Defines the authoritative mapping from license_type to license_rule
in docs/LICENSE_RULES.md, and adds scripts/audit_license_classification.py
to surface classification gaps in registry/canonical_controls/Qdrant.
Key finding from first audit run against bp-core-postgres + Qdrant:
- regulation_registry: 232 rows, 224 rule=1, 8 rule=2, 0 rule=3;
36 rows without license_type (need backfill)
- canonical_controls: 314,811 rows, 279,384 (89%) have NULL
license_rule (target of Task #22 reclassification)

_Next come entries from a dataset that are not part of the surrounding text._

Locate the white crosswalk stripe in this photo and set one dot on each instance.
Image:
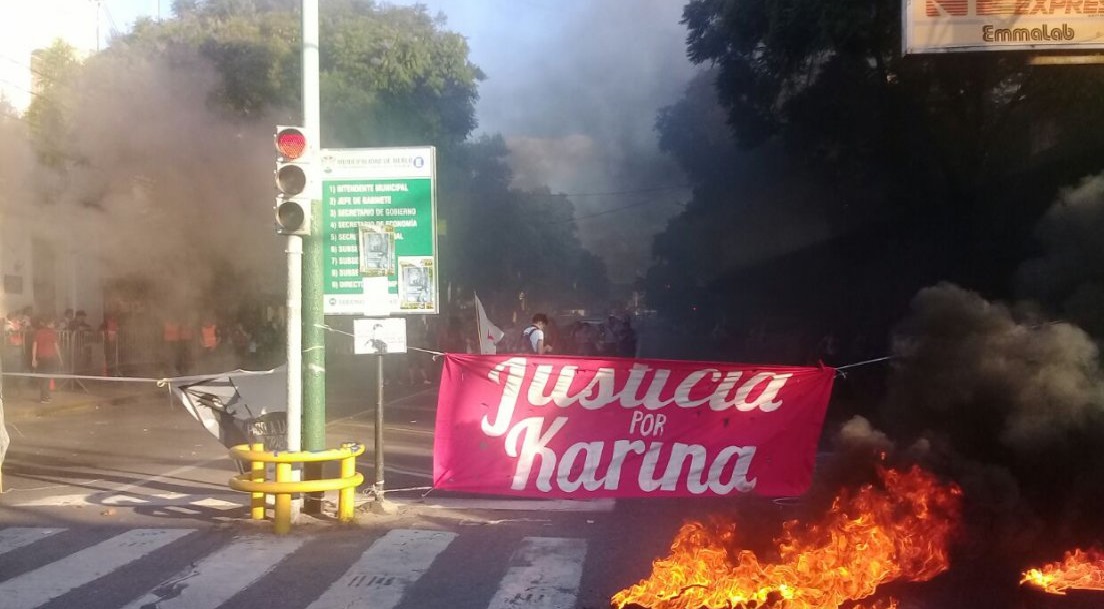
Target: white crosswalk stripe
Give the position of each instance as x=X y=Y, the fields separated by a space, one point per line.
x=213 y=566
x=381 y=576
x=48 y=583
x=214 y=579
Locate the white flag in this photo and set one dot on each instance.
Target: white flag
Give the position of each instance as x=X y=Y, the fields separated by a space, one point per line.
x=489 y=334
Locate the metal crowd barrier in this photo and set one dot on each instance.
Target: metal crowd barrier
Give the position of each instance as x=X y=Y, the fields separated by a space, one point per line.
x=93 y=352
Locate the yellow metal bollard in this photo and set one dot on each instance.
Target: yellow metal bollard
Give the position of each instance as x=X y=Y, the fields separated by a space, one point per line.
x=256 y=498
x=345 y=501
x=255 y=482
x=282 y=520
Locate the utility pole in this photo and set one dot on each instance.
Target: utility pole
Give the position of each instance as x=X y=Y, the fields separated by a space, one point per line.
x=314 y=337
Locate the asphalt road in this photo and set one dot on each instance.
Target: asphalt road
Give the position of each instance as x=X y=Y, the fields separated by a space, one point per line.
x=116 y=495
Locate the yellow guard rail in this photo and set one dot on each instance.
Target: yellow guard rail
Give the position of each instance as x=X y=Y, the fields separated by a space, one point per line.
x=284 y=487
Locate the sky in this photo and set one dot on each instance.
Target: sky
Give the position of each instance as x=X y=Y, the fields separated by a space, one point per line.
x=573 y=86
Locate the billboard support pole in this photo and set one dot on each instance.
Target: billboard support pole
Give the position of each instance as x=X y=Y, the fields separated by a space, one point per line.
x=378 y=487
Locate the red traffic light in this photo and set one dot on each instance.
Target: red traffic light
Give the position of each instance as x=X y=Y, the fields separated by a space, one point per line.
x=290 y=142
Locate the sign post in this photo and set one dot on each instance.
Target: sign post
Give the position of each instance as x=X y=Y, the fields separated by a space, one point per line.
x=378 y=227
x=379 y=231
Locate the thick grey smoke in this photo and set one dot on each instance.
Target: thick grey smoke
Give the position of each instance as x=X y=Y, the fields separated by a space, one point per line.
x=160 y=185
x=1069 y=277
x=577 y=107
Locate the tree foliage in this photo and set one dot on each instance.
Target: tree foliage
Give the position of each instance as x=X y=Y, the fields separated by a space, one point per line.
x=125 y=125
x=900 y=170
x=503 y=242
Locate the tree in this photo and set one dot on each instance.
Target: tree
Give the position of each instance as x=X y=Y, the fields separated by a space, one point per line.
x=903 y=170
x=53 y=68
x=167 y=143
x=502 y=242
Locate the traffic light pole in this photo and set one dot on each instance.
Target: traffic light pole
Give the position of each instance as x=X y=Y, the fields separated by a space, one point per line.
x=312 y=350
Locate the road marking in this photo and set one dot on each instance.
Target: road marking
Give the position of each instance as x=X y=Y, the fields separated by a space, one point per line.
x=381 y=576
x=221 y=575
x=45 y=584
x=543 y=574
x=220 y=501
x=14 y=538
x=517 y=504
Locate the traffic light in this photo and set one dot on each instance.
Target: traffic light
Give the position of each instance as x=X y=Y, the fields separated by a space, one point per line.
x=295 y=179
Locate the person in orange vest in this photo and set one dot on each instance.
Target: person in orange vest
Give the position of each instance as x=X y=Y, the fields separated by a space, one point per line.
x=45 y=356
x=210 y=338
x=110 y=331
x=170 y=338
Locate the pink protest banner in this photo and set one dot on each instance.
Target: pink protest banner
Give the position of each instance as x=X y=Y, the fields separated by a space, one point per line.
x=593 y=427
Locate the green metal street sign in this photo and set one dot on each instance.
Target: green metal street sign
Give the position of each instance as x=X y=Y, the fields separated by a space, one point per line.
x=379 y=230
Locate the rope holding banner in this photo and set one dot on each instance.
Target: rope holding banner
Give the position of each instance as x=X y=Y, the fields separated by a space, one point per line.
x=862 y=363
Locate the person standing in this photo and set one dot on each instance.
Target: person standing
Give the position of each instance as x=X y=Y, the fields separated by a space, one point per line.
x=45 y=356
x=534 y=335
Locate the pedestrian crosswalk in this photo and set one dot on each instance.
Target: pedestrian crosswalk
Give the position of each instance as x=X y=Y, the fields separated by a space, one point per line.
x=341 y=568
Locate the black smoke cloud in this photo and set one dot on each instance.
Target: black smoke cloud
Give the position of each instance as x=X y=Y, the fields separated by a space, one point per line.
x=989 y=375
x=1068 y=277
x=160 y=185
x=1001 y=399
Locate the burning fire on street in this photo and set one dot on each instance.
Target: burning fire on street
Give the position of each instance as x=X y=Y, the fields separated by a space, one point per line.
x=897 y=531
x=1078 y=570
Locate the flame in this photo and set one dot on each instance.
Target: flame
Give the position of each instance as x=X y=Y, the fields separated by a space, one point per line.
x=1079 y=569
x=900 y=531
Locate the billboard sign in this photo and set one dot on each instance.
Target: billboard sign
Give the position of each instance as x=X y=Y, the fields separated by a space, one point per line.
x=953 y=25
x=379 y=231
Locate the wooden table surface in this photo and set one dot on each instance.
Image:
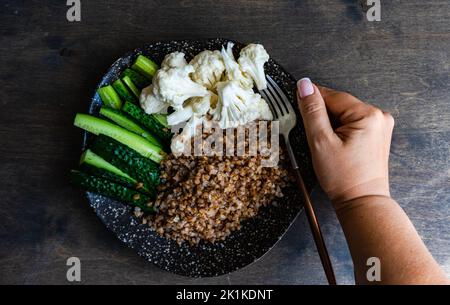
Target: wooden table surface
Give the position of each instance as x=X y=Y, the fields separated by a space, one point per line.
x=49 y=68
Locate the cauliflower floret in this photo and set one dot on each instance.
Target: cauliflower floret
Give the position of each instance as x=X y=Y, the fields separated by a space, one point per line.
x=238 y=106
x=174 y=86
x=180 y=141
x=193 y=106
x=252 y=59
x=209 y=67
x=201 y=105
x=174 y=60
x=150 y=102
x=233 y=71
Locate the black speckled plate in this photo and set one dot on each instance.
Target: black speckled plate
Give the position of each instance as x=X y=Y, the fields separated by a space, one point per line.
x=257 y=236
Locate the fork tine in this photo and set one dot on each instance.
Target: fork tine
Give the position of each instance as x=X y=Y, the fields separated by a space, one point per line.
x=275 y=101
x=269 y=101
x=283 y=96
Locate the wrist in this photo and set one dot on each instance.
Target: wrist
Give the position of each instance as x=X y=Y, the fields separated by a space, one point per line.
x=378 y=187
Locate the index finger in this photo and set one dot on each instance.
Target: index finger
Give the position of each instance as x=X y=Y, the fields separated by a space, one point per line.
x=343 y=105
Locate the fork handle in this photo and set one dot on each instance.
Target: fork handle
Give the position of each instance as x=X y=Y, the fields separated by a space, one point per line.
x=312 y=219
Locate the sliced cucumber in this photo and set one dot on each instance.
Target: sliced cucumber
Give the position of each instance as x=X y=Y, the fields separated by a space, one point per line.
x=93 y=164
x=89 y=157
x=145 y=66
x=112 y=190
x=121 y=119
x=127 y=160
x=127 y=80
x=110 y=97
x=123 y=91
x=138 y=79
x=98 y=126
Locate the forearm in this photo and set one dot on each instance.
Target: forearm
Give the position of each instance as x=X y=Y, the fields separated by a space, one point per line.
x=376 y=226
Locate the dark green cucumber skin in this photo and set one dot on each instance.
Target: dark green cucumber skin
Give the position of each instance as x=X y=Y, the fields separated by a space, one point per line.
x=104 y=174
x=162 y=132
x=123 y=91
x=138 y=79
x=127 y=160
x=111 y=189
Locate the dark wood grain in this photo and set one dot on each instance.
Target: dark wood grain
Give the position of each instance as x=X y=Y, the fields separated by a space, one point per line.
x=49 y=67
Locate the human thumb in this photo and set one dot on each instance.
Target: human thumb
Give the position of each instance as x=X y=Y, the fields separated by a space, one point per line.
x=313 y=109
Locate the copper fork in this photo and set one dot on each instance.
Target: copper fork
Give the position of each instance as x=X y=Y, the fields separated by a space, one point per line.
x=283 y=112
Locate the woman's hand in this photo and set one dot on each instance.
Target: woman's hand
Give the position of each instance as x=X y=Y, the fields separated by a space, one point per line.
x=350 y=161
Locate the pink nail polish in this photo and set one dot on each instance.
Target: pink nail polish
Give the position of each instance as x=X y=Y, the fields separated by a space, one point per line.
x=305 y=87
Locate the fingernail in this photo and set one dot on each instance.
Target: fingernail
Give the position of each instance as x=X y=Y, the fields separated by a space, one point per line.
x=305 y=87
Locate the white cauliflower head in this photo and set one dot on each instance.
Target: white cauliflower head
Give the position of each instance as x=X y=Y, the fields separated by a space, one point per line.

- Qdrant atomic_controls_dedup: 100% of sampled points lack both
license and license_rule payload fields
- Qdrant bp_compliance_gesetze: 80.6% lack both fields
- Qdrant bp_compliance_ce + bp_compliance: nearly clean
Rule definitions clarified (was loosely remembered as
"law / cite / rewrite"):
- Rule 1 = verbatim, sovereign law (EU/DE/AT/CH/US, TRBS/TRGS/ASR,
OSHA, NIST, EU guidelines, DGUV UVV)
- Rule 2 = verbatim with attribution (CC-BY, Apache, OWASP,
OECD AI Principles, ENISA)
- Rule 3 = identifier citation only, no full text (DIN/EN/ISO,
ANSI/UL/IEC, DGUV Regeln/Informationen/Grundsaetze, BSI,
proprietary standards). Pipeline drops chunk_text when rule=3
in pipeline_adapter.py:147.
The 4th category I had proposed ("R1-A") turned out to be already
implemented as rule=2; the mapping doc reflects the actual code
behaviour rather than the original 3-name verbal model.
No schema change. No data migration in this commit — reclassification
of the 279k controls is staged as Task #22 and will be cluster-based
by source/regulation_id.